Real time variances on both labor and materials costs would have caught this on one or two production runs.
Also, people start charging time to “non-productive” jobs (e.g., clean-up and training) when the manufacturing floor gets slack and they don’t want to layer inefficiencies in the job or product time. That is why we watch the “cost-only” projects so closely and perform a month-to-month analysis.
Great article! Very informative, I appreciate you bringing this topic up.
Interesting acticle. Where we see this fall apart for people trying to manage this manually are when there are multiple quote iterations, with multiple scopes, consisting of multiple BOM’s and multiple labor estimates. One of the key aspects of maintaining consisten project margins, is consistently cycliing implementation lessons learned back into the Quoting process. You can only effectively do this (without a ton of manually back tracking, which seldom happens consistently) if you can compare what was supposed to happen (the BOM and labor estimate the Quote iteration the customer signed off on) with what actually happened. AND have the detail required to know exactly where any variances occured.

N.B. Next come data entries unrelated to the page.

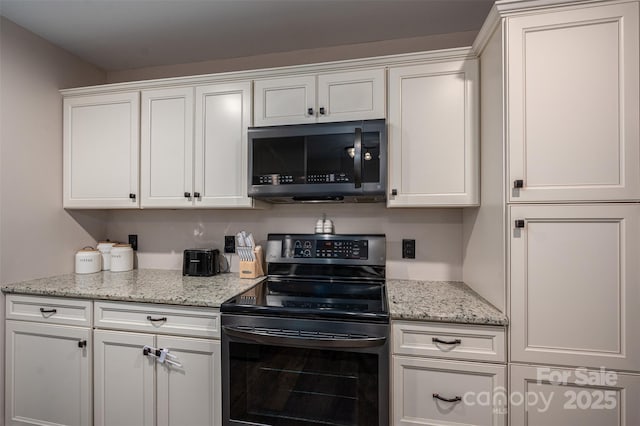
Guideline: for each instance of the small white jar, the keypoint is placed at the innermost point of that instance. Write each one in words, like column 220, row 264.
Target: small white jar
column 121, row 258
column 105, row 249
column 88, row 261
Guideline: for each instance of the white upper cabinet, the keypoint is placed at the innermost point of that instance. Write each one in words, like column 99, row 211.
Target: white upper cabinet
column 101, row 144
column 342, row 96
column 433, row 134
column 194, row 146
column 575, row 285
column 166, row 169
column 223, row 116
column 573, row 104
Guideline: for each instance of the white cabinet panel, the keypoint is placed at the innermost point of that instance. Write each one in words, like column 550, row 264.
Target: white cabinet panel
column 223, row 115
column 190, row 395
column 575, row 285
column 351, row 95
column 433, row 134
column 417, row 381
column 48, row 376
column 285, row 100
column 549, row 396
column 101, row 144
column 166, row 167
column 573, row 104
column 124, row 379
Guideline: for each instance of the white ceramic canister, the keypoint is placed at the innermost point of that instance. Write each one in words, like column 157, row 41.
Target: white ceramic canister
column 105, row 249
column 121, row 258
column 88, row 261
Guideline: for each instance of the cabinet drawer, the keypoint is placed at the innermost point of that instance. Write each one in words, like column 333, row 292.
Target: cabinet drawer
column 52, row 310
column 202, row 322
column 449, row 341
column 471, row 393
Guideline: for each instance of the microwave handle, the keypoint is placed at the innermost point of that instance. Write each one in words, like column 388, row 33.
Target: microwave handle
column 357, row 158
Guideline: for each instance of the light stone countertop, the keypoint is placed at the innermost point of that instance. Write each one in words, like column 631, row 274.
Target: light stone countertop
column 443, row 301
column 144, row 285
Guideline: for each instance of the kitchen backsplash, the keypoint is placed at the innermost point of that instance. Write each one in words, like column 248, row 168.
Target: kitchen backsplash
column 164, row 234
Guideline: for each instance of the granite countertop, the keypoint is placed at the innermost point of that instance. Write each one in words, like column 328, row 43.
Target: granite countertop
column 139, row 285
column 444, row 301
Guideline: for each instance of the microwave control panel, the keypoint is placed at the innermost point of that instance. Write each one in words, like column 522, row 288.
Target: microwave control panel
column 331, row 249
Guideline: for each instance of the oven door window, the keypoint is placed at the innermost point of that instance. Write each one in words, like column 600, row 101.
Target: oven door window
column 292, row 386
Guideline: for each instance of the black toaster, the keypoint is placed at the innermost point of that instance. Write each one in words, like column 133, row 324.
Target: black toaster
column 201, row 262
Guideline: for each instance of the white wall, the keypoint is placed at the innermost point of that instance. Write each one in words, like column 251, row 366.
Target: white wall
column 37, row 237
column 164, row 234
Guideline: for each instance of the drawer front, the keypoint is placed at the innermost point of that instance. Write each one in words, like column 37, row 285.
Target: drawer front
column 440, row 392
column 52, row 310
column 165, row 319
column 449, row 341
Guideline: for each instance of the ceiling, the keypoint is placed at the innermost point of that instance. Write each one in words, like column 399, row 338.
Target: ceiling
column 125, row 34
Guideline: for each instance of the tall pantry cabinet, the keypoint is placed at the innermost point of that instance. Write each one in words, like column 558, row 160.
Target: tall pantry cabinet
column 560, row 219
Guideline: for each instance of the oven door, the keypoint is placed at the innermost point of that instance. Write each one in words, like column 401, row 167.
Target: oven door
column 286, row 372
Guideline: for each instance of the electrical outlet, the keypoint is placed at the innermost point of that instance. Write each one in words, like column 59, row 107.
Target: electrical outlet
column 408, row 249
column 229, row 244
column 133, row 240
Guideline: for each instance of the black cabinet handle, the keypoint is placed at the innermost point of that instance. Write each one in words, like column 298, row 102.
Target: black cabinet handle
column 454, row 399
column 150, row 318
column 446, row 342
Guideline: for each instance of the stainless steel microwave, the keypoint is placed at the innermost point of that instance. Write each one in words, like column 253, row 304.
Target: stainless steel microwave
column 328, row 162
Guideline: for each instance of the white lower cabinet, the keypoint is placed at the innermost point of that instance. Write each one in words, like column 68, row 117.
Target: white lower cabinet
column 48, row 368
column 431, row 390
column 552, row 396
column 134, row 388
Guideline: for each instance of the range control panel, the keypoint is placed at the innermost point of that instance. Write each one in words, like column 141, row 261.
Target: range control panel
column 331, row 249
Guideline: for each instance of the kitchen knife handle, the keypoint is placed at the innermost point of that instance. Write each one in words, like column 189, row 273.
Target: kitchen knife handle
column 357, row 158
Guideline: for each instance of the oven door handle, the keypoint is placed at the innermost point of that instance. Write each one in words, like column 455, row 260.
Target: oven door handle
column 317, row 343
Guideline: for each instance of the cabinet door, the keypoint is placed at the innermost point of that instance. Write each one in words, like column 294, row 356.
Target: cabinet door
column 417, row 381
column 101, row 143
column 48, row 376
column 223, row 116
column 573, row 104
column 166, row 166
column 550, row 396
column 289, row 100
column 190, row 394
column 433, row 135
column 124, row 379
column 354, row 95
column 575, row 285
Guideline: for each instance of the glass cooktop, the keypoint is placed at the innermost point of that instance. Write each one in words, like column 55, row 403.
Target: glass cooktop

Thanks Eric and Jim; both great comments. I agree that one of the keys to a best practice for bidding jobs is the ability to see past job costing in close to real time and with the highest degree of accuracy. Quite often the full accounting of the job is missing either on fully burdening the labor or in the hard to track materials. Having the financials interwoven with what’s happening in operations is invaluable. And if those numbers can be cycled into the next job bid you’ll be that much more profitable or know not to take the job at all. Thanks again.